Jim's Corner Blog

M6, M7, and the Pipe Nebula

M6 and M7 (Courtesy of Hands-on-Optics archive)


Alternate: NGC 6405, The Butterfly Cluster


RA 17h 40.1 m

Dec -32º 13′

Magnitude 4.2


Alternate: NGC 6475, The Ptolemy Cluster


RA 17h 53 m 51.2 s

Dec -34º 47′ 34”

Magnitude 3.3

The Pipe Nebula

Alternate:Barnard 59, 65, 66, 67, and 78


RA 17h 27 m 

Dec -26º 56′ 

Magnitude: dark nebula

This cosmic duet is not only a binocular pair, but under dark skies can be seen with the naked eye. 

Both M6 and M7 are open clusters in the Scorpius. The M7 is detectable without optical aid and is located near to the tail stinger of Scorpius, the Scorpion. M7 is the southernmost object in the Messier catalog. M6, being slightly dimmer, can also be seen with the naked eye nearby. Dark country locations will enable naked eye sittings of M6 and M7. Suburban and urban observers need not apply.

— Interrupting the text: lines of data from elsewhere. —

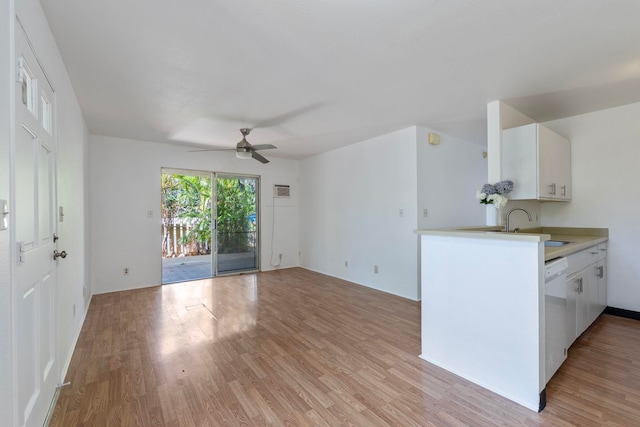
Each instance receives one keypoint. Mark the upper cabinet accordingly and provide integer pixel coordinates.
(538, 161)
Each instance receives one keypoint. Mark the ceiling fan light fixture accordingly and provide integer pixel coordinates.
(243, 154)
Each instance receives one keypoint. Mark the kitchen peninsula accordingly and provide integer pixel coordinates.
(483, 304)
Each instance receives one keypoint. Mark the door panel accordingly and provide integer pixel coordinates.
(236, 223)
(35, 221)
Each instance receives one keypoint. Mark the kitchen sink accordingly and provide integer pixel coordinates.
(555, 243)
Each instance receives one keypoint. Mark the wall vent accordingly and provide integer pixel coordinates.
(280, 190)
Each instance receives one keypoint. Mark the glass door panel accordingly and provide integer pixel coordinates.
(236, 223)
(186, 225)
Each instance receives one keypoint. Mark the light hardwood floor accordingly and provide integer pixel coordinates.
(296, 348)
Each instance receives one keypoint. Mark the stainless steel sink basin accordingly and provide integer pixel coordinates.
(555, 243)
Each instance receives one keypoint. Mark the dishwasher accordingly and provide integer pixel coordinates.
(555, 312)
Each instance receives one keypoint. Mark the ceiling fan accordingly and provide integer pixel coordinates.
(244, 150)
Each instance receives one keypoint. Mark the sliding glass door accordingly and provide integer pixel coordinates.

The ancient Greeks knew of M7. It was first recorded by the 2nd-century Greek-Roman astronomer Ptolemy, who described it as a nebula in 130 AD.This is how M7 gained the nickname of Ptolemy’s Cluster. Some astronomy historians think that Ptolemy may have also observed M6, but he did not record that observation. 

Italian astronomer Giovanni Batista Hodierna observed M7 before 1654 and recorded it containing 30 stars. In 1654, Hodierna observed and recorded the Butterfly Cluster. Hodierna published in 1654 a book that contained his catalog of non-stellar objects, but this work apparently was unknown to Charles Messier. In 1764, the Butterfly Cluster and the Ptolemy Cluster became the sixth and seventh members of Charles Messier’s famous catalog. 

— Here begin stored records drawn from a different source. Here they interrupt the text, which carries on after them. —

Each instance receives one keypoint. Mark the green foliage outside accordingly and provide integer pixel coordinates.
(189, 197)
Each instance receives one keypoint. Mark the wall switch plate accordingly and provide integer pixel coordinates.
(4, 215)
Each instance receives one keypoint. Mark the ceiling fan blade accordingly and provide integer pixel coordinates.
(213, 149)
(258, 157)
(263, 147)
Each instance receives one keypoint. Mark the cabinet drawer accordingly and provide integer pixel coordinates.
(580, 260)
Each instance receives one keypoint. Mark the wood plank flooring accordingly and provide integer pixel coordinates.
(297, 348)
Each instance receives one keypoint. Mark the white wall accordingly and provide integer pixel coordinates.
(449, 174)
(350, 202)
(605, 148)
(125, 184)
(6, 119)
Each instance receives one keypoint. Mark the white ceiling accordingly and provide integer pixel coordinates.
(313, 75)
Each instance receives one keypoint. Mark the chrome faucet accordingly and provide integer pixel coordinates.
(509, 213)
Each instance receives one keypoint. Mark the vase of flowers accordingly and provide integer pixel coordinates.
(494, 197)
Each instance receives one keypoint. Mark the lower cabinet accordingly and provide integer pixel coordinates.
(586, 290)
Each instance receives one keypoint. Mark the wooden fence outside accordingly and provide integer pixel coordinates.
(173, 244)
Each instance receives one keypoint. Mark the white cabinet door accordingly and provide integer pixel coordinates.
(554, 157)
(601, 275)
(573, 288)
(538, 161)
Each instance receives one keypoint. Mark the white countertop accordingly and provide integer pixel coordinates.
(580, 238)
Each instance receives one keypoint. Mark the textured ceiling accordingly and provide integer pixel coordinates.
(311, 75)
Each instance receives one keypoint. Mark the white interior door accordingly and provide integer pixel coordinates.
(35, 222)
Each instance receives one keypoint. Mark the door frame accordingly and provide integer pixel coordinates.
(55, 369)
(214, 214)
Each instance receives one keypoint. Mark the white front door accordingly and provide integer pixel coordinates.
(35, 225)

There is some disagreement on the Trumpler classification of M6. Trumpler has classified M6 as II,3,m, while the Sky Catalog 2000.0 gives its Trumpler type as III,2,p. Other sources have listed M6 as II,3,r.

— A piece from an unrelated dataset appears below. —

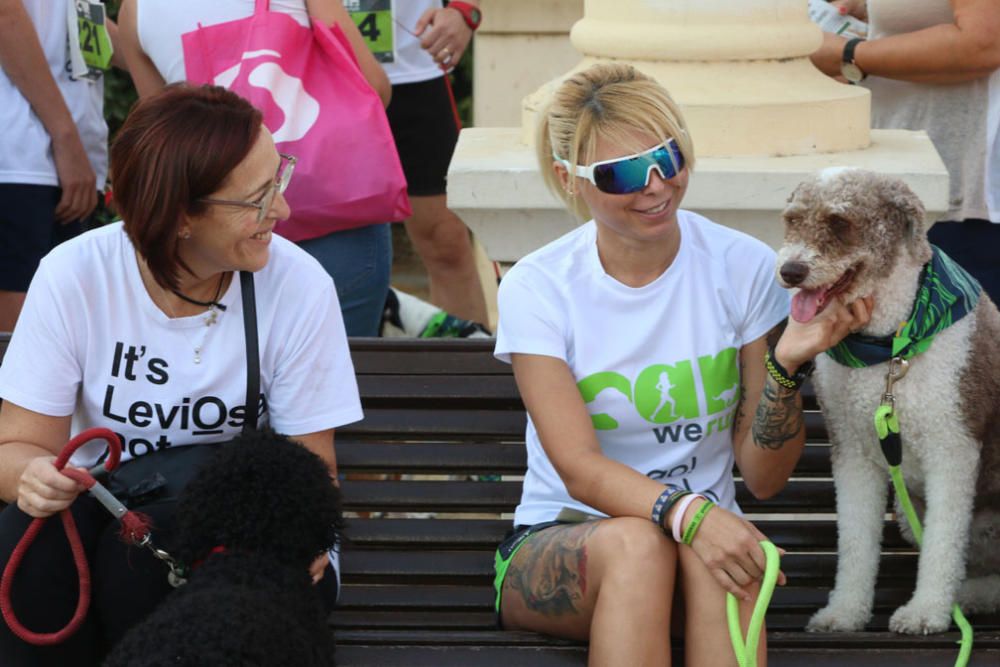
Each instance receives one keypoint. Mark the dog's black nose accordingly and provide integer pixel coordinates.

M6 is estimated to be around 100,000 million years old. Most of the bright, visible stars in it are hot, young, blue stars belonging to the spectral class B4-B5. However, the brightest star in the cluster is an orange giant belonging to the spectral class K.

The brightest star in M7 is a yellow G8-type giant with an apparent magnitude of 5.6.

Observations of M7 reveal about 80 stars within a field of view of 1.3° across. M7’s estimated distance of 980 light-years, and approximately 25 light years across. The age of the cluster is around 200million years while the brightest member star is of 5.6 magnitude. M7 is classified as of Trumpler type I,3,m or I,3,r.

The two Messier clusters can be easily observed through 2.1×42, 7×50, and 10×50 binoculars, even under slightly light-polluted suburban skies. M6 and M7 are separated by 6º, making telescopic duet observing virtually impossible.

As a special added attraction, a dark nebula can be detected under dark skies in the M6/M7 region. The famous Pipe Nebula on the Scorpius / Ophiuchus border, lies north of M6 and M7. The Pipe Nebula is also known as Barnard 59, 65–67, and 78. The Pipe Nebula is a dark nebula of light obscuring dust and gases in the Ophiuchus and is part of the larger Dark Horse Nebula. It is a large but readily apparent pipe shaped dust lane that obscures the Milky Way star clouds behind it. Clearly visible to the naked eye in the southern United States under clear dark skies, it is best viewed with 7×50 or 10×50 binoculars. Observing dark nebulae requires the special skill that is opposite of a sky observer’s normal observing process. Instead of recognizing where stars and nebulosity is, the goal is recognizing where stars aren’t.